Daniel Boucher : Sous la lumière
Dans un café du centre-ville, Daniel Boucher lit les résultats des élections américaines, au lendemain du grand soir. Puis, il lève les yeux et serre la main de la journaliste franchement en la regardant droit dans les yeux, d’une façon calme et assurée.

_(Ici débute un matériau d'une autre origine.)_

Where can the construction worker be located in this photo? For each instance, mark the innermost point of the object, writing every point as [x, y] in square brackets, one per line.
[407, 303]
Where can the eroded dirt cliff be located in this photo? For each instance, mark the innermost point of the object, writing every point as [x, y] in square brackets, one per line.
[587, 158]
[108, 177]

À quelques jours du lancement de son troisième disque studio, quatre ans après La patente, Daniel Boucher est serein, comme s’il était arrivé exactement là où il le voulait.

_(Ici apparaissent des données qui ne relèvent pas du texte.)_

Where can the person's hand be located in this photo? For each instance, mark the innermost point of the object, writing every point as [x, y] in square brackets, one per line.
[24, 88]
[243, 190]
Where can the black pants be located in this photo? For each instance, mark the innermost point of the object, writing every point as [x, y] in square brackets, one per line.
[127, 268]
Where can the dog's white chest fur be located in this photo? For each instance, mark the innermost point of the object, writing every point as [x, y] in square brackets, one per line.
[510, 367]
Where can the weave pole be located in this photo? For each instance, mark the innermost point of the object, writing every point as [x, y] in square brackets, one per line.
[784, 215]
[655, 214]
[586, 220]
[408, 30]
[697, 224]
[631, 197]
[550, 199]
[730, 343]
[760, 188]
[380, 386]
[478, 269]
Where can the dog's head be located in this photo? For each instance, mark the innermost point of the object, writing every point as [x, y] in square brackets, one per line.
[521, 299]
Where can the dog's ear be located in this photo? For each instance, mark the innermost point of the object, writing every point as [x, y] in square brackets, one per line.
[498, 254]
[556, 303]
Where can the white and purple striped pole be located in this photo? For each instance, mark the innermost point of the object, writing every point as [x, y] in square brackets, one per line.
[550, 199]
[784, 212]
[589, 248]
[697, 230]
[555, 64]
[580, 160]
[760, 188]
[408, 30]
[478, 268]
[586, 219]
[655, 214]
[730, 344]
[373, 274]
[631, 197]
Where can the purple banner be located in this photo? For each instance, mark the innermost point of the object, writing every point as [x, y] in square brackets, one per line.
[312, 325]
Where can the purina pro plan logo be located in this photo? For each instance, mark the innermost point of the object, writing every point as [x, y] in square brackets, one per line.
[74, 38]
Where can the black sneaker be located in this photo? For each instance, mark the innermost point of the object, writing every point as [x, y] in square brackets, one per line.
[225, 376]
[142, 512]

«Le soleil est sorti, tout le monde pense que ça veut dire que ça allait mal avant. Ce n’est pas ça, ça ne fait pas cinq ans que ça va mal! Le soleil est sorti, ça veut plutôt dire qu’une douleur habitée te fait plus avancer qu’un bonheur que tu ne regardes pas en pleine face… Ça veut aussi dire que peu importe ce qui arrive, il y a de la lumière à en tirer; c’est ce que j’ai compris.»
Inspiration retrouvée
Incapable d’écrire pendant longtemps – «en trois ans, après la naissance de mon gars, j’avais écrit à peu près une toune!» -, il joue dans la comédie musicale Dracula et conçoit le spectacle Chansonnier avant d’arriver avec Le soleil est sorti.
«La vie change; il y a des périodes propices pour écrire et d’autres qui s’y prêtent moins», explique l’artiste.
Alors qu’il avait prévu écrire à temps plein ce troisième album à partir de janvier dernier, l’inspiration ne lui est venue qu’en avril.
«Au début de l’année, j’allais chez David Brunet [son fidèle collaborateur], et on travaillait à des tounes. On les trouvait pas pires, mais on sentait qu’il y avait quelque chose qui forçait. Après ces journées, je retournais chez nous et je me disais que j’avais rien à dire. C’était comme s’il fallait que je ramone le tuyau avant que le bon sorte. Alors, je me suis acharné et, à un moment, comme si la suie était enfin partie, les vraies tounes sont arrivées. En trois semaines, tout était là, et ça n’avait aucun rapport avec ce à quoi je travaillais depuis le début…»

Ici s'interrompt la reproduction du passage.